Crop Rotation Cycle Predictor

A deep learning tool for predicting crop rotation cycles using Sentinel-2 satellite imagery and USDA Cropland Data Layer (CDL) labels. This system analyzes temporal patterns in multispectral satellite data to classify crop types and predict rotation sequences across agricultural regions in the United States.

Visual Predictions

The following animations show predicted crop rotation cycles for 2024 across four different agricultural zones:

Zone 1	Zone 2

Zone 3	Zone 5

Overview

This tool combines:

Sentinel-2 satellite imagery: Multispectral temporal data capturing crop growth patterns
USDA CDL labels: Ground truth crop classifications for training
Deep learning models: Time series classifiers that learn temporal signatures of different crops
Rotation cycle prediction: Spatial-temporal analysis to predict crop sequences across agricultural zones

Initial Setup

This project provides two options for setting up your development environment:

Local Virtual Environment (recommended for direct development)
Docker Environment (recommended for reproducibility and isolation)

Choose the option that best fits your workflow. For detailed instructions, troubleshooting, and GPU configuration, see Environment Setup Guide.

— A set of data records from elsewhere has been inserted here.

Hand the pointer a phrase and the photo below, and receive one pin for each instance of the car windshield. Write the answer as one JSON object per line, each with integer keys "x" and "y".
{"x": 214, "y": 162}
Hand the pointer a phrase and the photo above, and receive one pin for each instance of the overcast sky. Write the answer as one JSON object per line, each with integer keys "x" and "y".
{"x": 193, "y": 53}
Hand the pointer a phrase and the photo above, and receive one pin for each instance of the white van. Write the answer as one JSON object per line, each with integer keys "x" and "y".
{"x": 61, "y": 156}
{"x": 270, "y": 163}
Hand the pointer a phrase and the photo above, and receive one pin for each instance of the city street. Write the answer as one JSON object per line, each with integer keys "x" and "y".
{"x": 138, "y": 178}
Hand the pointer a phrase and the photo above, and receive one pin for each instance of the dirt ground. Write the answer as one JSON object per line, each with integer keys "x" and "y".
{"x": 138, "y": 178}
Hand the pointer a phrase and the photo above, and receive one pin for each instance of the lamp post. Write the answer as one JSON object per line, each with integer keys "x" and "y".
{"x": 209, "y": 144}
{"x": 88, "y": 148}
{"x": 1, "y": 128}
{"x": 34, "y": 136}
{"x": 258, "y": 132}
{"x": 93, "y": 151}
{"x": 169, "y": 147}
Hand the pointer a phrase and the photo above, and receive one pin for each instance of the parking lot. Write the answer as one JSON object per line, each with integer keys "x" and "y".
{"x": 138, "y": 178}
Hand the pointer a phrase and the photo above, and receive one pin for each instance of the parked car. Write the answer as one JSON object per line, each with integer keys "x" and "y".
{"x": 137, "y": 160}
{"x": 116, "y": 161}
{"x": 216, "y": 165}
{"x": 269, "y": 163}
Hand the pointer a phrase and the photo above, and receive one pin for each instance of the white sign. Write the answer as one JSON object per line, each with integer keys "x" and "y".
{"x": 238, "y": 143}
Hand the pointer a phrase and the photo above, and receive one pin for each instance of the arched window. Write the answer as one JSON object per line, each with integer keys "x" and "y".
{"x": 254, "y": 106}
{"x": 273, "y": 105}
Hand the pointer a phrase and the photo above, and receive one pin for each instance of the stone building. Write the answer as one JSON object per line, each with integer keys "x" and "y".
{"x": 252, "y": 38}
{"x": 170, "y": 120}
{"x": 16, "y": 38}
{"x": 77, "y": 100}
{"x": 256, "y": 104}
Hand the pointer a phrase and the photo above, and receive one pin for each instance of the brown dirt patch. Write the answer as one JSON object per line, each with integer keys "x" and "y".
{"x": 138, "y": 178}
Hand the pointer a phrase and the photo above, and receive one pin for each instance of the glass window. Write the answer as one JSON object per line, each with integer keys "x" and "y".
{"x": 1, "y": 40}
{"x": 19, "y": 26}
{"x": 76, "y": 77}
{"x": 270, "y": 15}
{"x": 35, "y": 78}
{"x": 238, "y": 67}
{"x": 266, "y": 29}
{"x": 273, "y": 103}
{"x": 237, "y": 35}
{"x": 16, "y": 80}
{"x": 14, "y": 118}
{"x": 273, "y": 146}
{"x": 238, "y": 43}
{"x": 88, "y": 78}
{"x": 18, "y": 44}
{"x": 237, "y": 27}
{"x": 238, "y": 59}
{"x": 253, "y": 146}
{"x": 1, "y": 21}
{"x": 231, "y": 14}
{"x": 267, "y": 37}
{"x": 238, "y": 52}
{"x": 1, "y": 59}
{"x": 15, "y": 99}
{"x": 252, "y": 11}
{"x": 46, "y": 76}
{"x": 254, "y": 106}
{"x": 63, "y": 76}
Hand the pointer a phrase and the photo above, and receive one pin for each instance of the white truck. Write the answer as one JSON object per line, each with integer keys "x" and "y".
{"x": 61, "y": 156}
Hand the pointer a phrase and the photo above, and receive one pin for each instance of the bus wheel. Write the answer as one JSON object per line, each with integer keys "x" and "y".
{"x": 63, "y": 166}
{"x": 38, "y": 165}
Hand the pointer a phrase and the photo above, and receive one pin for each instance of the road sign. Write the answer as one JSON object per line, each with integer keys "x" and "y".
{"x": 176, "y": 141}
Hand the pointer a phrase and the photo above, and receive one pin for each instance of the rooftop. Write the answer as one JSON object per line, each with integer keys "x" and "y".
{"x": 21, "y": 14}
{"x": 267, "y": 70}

Option 1: Local Virtual Environment

Prerequisites: Python 3.10, NVIDIA drivers, CUDA 12.2

# 1. Create and activate environment
virtualenv venv --python=python3.10
source venv/bin/activate

# 2. Install dependencies
pip install --upgrade pip setuptools wheel
pip install -r requirements.txt

# 3. Verify GPU
python config/gpu/check_gpu.py

# 4. Ready! Run your first command
bash cropclassifier.sh -action test -model simplecnn

Option 2: Docker Environment

Prerequisites: Docker, Docker Compose, nvidia-container-toolkit

# 1. Verify GPU support
./docker-run.sh check

# 2. Build image (only first time, ~15 min)
./docker-run.sh build

# 3. Start container
./docker-run.sh start

# 4. Verify GPU
./docker-run.sh exec 'python config/gpu/check_gpu.py'

# 5. Ready! Run your first command
./docker-run.sh exec 'bash cropclassifier.sh -action test -model simplecnn'

Running Bash Scripts

# Option A: Open interactive shell
./docker-run.sh shell
# Then run commands inside:
bash build_training_data.sh multiple all
bash cropclassifier.sh -action train -model inception1d

# Option B: Execute commands directly
./docker-run.sh exec 'bash build_training_data.sh multiple all'
./docker-run.sh exec 'bash cropclassifier.sh -action train -model inception1d'

Starting JupyterLab

./docker-run.sh jupyter
# Access at http://localhost:8888

Docker Helper Commands

./docker-run.sh check      # Verify GPU support
./docker-run.sh build      # Build Docker image
./docker-run.sh start      # Start main container
./docker-run.sh shell      # Open shell in container
./docker-run.sh exec 'cmd' # Execute command
./docker-run.sh jupyter    # Start JupyterLab
./docker-run.sh logs       # Show container logs
./docker-run.sh stop       # Stop all containers

Stopping and Cleaning Up

# Stop all running containers
docker compose stop

# Stop and remove containers
docker compose down

# Remove everything (containers, images, volumes)
docker compose down --volumes --rmi all

Downloading Training Data

The data/ directory structure is included in this repository, but the actual data files are not tracked by Git due to their large size. You need to download the preprocessed training data separately.

Data Structure

The project expects the following directory structure:

data/
├── test/          # Test dataset (CDL and Sentinel-2 time series)
└── valtrain/      # Training and validation datasets (CDL and Sentinel-2 time series)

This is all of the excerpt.